Abdul Rahim Siregar : Pemerintah Harus Berani Moratorium Kawasan Hutan

Abdul Rahim Siregar : Pemerintah Harus Berani Moratorium Kawasan Hutan
Abdul Rahim Siregar : Pemerintah Harus Berani Moratorium Kawasan Hutan (Analisadaily/istimewa)

Analisadaily.com, Medan - Gelombang bencana banjir dan longsor yang terus berulang di Sumatera kembali memantik kritik keras dan konstruktif terhadap lemahnya kebijakan dan ketegasan negara. Abdul Rahim Siregar, ST, MT, Anggota Komisi D DPRD Sumatera Utara, menegaskan bahwa penanganan bencana tidak boleh berhenti pada aspek kemanusiaan semata.

Menurutnya, tanpa keberanian politik untuk menertibkan izin dan menghentikan sementara (moratorium/stanvas) seluruh aktivitas di kawasan hutan, Indonesia hanya sedang “menunda bencana yang lebih besar”.

“Di satu sisi kita mengapresiasi kepedulian Pemerintah Pusat dan Daerah, Ormas, NGO, serta seluruh elemen masyarakat dalam penyelamatan, pemulihan, rehabilitasi, rekonstruksi, dan trauma healing. Tapi di sisi lain, akar persoalan justru dibiarkan. Ini tidak adil bagi rakyat,” tegas politisi PKS yang juga menjabat Sekretaris Fraksi PKS DPRD Sumut tersebut dalam keterangan persnya, Kamis (25/12/2025).

Abdul Rahim menekankan bahwa mayoritas bencana ekologis hari ini bukan murni faktor alam, melainkan akumulasi dari kerusakan kawasan hutan, pembiaran izin bermasalah, serta lemahnya pengawasan aktivitas eksploitasi sumber daya alam. Karena itu, ia mendesak pemerintah pusat (Presiden dan DPR RI ) dan daerah (Gubernur/Bupati/Walikota dan DPRD ) segera mengambil langkah tegas, tidak hanya ucapan semata tapi dengan aksi berani dengan menertibkan seluruh izin kehutanan dan memberlakukan penghentian sementara aktivitas di kawasan hutan, khususnya di Sumatera yang tingkat kerawanannya masih sangat tinggi.
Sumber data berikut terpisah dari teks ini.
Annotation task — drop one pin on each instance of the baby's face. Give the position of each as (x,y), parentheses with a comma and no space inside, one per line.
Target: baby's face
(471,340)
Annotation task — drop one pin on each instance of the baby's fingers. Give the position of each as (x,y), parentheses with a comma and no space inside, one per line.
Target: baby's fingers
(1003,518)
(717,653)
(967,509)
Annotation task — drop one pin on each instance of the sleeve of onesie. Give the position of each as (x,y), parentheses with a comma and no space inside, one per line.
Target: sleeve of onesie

Sebagai Anggota Badan Anggaran DPRD Sumut, Abdul Rahim mengingatkan bahwa pembiaran ini juga berdampak langsung pada keuangan negara. “Setiap bencana selalu diikuti pengeluaran besar dari APBN dan APBD. Jika pencegahan tidak dilakukan secara serius dan berkelanjutan, negara akan terus menghabiskan anggaran (baca : uang rakyat) untuk memperbaiki kerusakan yang seharusnya bisa dicegah sejak dini / awal,” ujarnya.

Ia menegaskan bahwa tuntutan ketegasan ini memiliki dasar hukum yang sangat kuat. Pasal 28H Ayat (1) UUD 1945 secara eksplisit menyatakan bahwa setiap warga negara berhak atas lingkungan hidup yang baik dan sehat.

“Ini bukan soal opini, ini soal konstitusi dan regulasi di negeri ini. Ketika negara membiarkan hutan rusak dan bencana terus berulang, maka negara sedang lalai memenuhi hak konstitusional rakyat,” kata Abdul Rahim, yang juga Kandidat Doktor Manajemen Sustainability di UMSU.

Dalam perspektif global, Abdul Rahim menyebut Indonesia telah terikat dengan berbagai komitmen internasional seperti Paris Agreement, Convention on Biological Diversity (CBD), dan Sustainable Development Goals (SDGs). Semua kesepakatan itu menempatkan negara pada kewajiban melindungi ekosistem dan menekan risiko bencana berbasis iklim. “Kalau aktivitas di kawasan hutan tetap dibiarkan tanpa kontrol ketat, maka kita bukan hanya melanggar konstitusi, tapi juga mengingkari komitmen internasional,” tegasnya.

Ketua Umum Forum Masyarakat Dalihan Natolu (FORMADANA) dan Ketua Umum Terpilih Keluarga Alumni Kesatuan Aksi Mahasiswa Muslim Indonesia (KAKAMMI) Sumut ini juga mengingatkan dampak sosial jangka panjang jika ketegasan tidak segera diambil. “Jika pemerintah pusat dan daerah terus gamang, ragu dan setengah hati, jangan kaget bila bencana yang lebih besar akan terjadi, baik di lokasi yang sama maupun di wilayah lain di Indonesia. Ini soal keselamatan rakyat dan masa depan generasi,” ujarnya lantang.

Abdul Rahim menutup pernyataannya dengan pesan keras: rakyat tidak hanya membutuhkan empati pascabencana, tetapi kepemimpinan yang berani dan tegas. “Ketegasan hari ini adalah penyelamatan masa depan. Tanpa itu, bencana bukan lagi kemungkinan, tetapi kepastian yang tinggal menunggu waktu,” pungkasnya.